Boundaries and the divisions between colonized and colonizer, and between white and Indigenous cultures, figure largely in much of Maracle’s writing. I Am Woman: A Native Perspective on Sociology and Feminism (1988, 1996) is also autobiographical. It presents Maracle’s struggle with womanhood, culture, tradition, spirituality and political authority through poetry, stories and essays. She wrote, as she says in the preface, “to empower Native women to take to heart their own personal struggle for Native feminist being.” The text explores the boundaries of the colonized female subject who is restrained by a history that is not of her ancestors’ creation, but contrived by the imposed culture, educational system, racism and sexism of the dominant white patriarchal culture.

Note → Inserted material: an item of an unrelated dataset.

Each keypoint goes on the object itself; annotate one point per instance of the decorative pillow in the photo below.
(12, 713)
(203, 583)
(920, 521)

Similarly, Ravensong: A Novel (1993), set on a West Coast reserve in the early 1950s, deals with cultural boundaries, beginning with first contact between colonizer and colonized, enacted through the feminine body — the Indigenous women who were sent aboard the first sailing ship to reach the coastal village. They returned to the village as “the first untouchable victims of disease.” The physical space of the village is redrawn by the presence of the white men who assert their dominance over the village, leaving the women alienated and disempowered within their own cultural space.
In 2015, Maracle published Memory Serves and Other Essays, lectures delivered over the past few decades that are “intrinsic to the Salish people in general and the Stó:lō in particular.”

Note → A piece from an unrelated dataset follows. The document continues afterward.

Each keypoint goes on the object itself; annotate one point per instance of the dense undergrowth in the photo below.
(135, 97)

Among Maracle’s other published works are Sojourner’s Truth (1990), Telling It: Women and Language Across Cultures (1990), Sundogs: A Novel (1992), Bent Box (2000), My Home as I Remember (ed., 2000), Daughters are Forever (2002), Will’s Garden (2002, 2008), First Wives Club: Coast Salish Style (2010), Talking to the Diaspora (2015), My Conversations with Canadians (2017, finalist for the 2018 Toronto Book Award), and Hope Matters (2019).
Did You Know?
Lee Maracle was shortlisted for the 2020 Neustadt International Prize for Literature, one of the world’s most prestigious literary awards. Previous Canadian nominees include Nobel Prize for Literature winner Alice Munro and Rohinton Mistry, who won the Neustadt in 2012.
Honours and Awards
Maracle held numerous academic posts, including the Stanley Knowles Visiting Professor in Canadian Studies at University of Waterloo; Distinguished Visiting Professor of Canadian Culture at Western Washington University; Writer-in-Residence at University of Guelph; Writer-in-Residence at University of Toronto’s First Nations House; Instructor for the Aboriginal Studies Program at University of Toronto; and Traditional Cultural Director for the Indigenous Theatre School in Toronto.

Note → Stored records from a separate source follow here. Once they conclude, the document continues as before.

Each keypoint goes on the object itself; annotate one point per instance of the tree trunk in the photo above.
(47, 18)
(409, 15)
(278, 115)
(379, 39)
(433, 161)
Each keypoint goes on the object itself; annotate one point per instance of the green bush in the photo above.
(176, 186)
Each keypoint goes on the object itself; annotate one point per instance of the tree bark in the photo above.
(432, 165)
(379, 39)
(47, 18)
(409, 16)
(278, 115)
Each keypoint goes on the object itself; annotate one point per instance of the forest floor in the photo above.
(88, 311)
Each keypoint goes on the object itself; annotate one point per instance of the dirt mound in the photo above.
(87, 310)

Her awards include the J.T. Stewart Voices of Change Award (2000) and an American Book Award from the Before Columbus Foundation (2000). In 2009, Maracle received an Honorary Doctor of Letters from St. Thomas University. In 2019, she was awarded an honourary doctorate from the University of Waterloo in recognition of her work “as an Indigenous voice for truth.” Maracle was also a co-founder of the En'owkin International School of Writing, a learning institute in Penticton, BC, with an Indigenous Fine Arts Program and an Okanagan language program.
Recognized as “one of the most influential Indigenous voices in Canada’s literary landscape” and an author “that has been instrumental in promoting social justice in Canada,” Maracle was made an Officer of the Order of Canada in 2018.